Not sure you want to be stuck with me, right? It is a new ball game - this type of marriage. Commitment, dedication, a life time joined together. But, you have that fifty-fifty chance the toss will come up "tails" and it will be over. They say, breaking up is so hard to do. But, I challenge you to the toss. At least make a decision. Life is one big risk. When will you get another opportunity like this; this merger of antiquity.
After all, I am no new kid on the block and neither are you. Oh, don't get me wrong. I am solid, nothing like that crude comment you made last week about my knotty personality. Maybe I do have a few imperfections but it gives me character. I have good roots - France you know. Some say those roots go back to the period of Marie Antoinette. I doubt it though - they wouldn't let us marry. Still, how could you not want to be with me. If you lose the toss, you will be sorry. You will stand all alone. You will miss my gilding motif personality. You will pine over me just remember that.

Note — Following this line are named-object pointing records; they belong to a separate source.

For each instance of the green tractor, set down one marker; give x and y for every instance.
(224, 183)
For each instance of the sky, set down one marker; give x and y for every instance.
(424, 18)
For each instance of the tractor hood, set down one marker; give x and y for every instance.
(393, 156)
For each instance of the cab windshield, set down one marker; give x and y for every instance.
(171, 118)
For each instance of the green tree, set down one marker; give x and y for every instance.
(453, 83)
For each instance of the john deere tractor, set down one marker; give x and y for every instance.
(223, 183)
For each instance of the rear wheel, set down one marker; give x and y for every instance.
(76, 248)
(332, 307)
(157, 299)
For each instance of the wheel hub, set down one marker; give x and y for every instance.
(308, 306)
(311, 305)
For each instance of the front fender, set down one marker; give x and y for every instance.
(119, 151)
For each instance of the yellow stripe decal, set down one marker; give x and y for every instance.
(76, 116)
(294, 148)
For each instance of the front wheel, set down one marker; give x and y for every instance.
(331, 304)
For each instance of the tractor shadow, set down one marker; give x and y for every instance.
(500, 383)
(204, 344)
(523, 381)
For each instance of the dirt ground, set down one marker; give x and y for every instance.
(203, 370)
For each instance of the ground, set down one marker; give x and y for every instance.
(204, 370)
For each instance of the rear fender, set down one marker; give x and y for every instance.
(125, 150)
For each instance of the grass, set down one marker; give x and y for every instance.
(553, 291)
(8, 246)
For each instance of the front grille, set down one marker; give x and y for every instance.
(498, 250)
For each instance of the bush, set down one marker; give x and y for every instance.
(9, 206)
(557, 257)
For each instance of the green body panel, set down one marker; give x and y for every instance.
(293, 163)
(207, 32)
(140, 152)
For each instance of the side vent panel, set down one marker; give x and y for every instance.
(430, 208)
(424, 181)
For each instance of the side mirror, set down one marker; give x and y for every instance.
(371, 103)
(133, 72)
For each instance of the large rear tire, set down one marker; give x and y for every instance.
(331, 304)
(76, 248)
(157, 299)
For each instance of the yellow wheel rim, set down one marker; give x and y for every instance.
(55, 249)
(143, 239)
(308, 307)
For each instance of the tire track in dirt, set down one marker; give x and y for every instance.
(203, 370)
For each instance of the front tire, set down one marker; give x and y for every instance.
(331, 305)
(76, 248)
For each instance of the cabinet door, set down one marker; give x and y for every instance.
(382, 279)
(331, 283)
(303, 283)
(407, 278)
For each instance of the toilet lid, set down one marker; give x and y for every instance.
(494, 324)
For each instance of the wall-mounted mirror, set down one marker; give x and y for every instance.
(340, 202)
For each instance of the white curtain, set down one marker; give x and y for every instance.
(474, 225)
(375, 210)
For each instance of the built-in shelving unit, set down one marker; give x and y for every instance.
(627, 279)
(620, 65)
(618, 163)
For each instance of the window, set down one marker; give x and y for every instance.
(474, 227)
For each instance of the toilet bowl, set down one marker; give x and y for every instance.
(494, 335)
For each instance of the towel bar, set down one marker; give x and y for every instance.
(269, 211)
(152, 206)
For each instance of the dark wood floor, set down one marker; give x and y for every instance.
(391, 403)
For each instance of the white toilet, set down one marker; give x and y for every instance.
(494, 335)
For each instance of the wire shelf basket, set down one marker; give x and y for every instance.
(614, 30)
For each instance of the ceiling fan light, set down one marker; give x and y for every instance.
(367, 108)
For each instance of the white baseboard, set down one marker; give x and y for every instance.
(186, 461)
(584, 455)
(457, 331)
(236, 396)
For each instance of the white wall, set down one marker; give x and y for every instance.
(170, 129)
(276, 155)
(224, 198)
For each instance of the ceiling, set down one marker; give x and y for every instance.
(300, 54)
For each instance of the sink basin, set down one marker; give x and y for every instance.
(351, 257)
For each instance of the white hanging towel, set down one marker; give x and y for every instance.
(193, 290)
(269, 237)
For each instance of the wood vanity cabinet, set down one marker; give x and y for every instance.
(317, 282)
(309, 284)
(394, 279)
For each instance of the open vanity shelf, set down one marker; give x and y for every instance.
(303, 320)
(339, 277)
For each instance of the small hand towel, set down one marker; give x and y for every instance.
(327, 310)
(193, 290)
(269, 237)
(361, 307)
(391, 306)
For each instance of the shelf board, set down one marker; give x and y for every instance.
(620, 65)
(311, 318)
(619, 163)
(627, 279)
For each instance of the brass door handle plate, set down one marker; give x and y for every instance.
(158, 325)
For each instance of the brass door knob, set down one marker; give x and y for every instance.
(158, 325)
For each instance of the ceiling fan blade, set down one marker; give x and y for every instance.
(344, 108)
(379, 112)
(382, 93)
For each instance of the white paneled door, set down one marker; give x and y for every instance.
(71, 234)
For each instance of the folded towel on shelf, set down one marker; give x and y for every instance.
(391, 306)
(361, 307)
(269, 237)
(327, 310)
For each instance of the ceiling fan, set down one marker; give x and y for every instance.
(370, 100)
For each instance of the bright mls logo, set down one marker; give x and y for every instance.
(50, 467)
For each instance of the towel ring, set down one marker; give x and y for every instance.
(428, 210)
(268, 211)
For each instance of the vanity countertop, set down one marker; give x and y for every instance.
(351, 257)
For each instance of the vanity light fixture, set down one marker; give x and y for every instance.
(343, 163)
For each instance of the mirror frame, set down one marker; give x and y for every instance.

And you, look at you! Mighty fine piece of work, I might say. Strong, like old hickory; like the dovetail works of an armoire made centuries ago. We make a good match; your strong Yorkshire heritage and my French background. That is, of course, as long as you don't mind my little gaunt fluted legs. I hold no animosity toward your deep personality inspired by long generations of mid-Georgian and English Rococo influence. I do like the way your family lines flows though. We both could do worse.
In fact, do you recall when you were about to be married last fall to that ridiculous plain Jane. She was as common as a Shaker foot stool. No personality at all, dull and insipid. Of course, I must say that, I almost made a similar mistake when I came close to tying the nuptials with that hot "caldo" Italian hunk who truly hated my legs. Dashing in looks but a heart of mahogany wood that one. Oh the thought of it; how atrociously sinister. He was looking for more of a Florentine flair. I guess we both have our burdens to bare.
What came up? Heads? I guess it is a done deal. Trust me. I am sure you will be happy. We will make a lovely union. What will they call it? Unholy matrimony of course. That is what you get when you marry a Louie XVI and Chippendale piece of furniture together.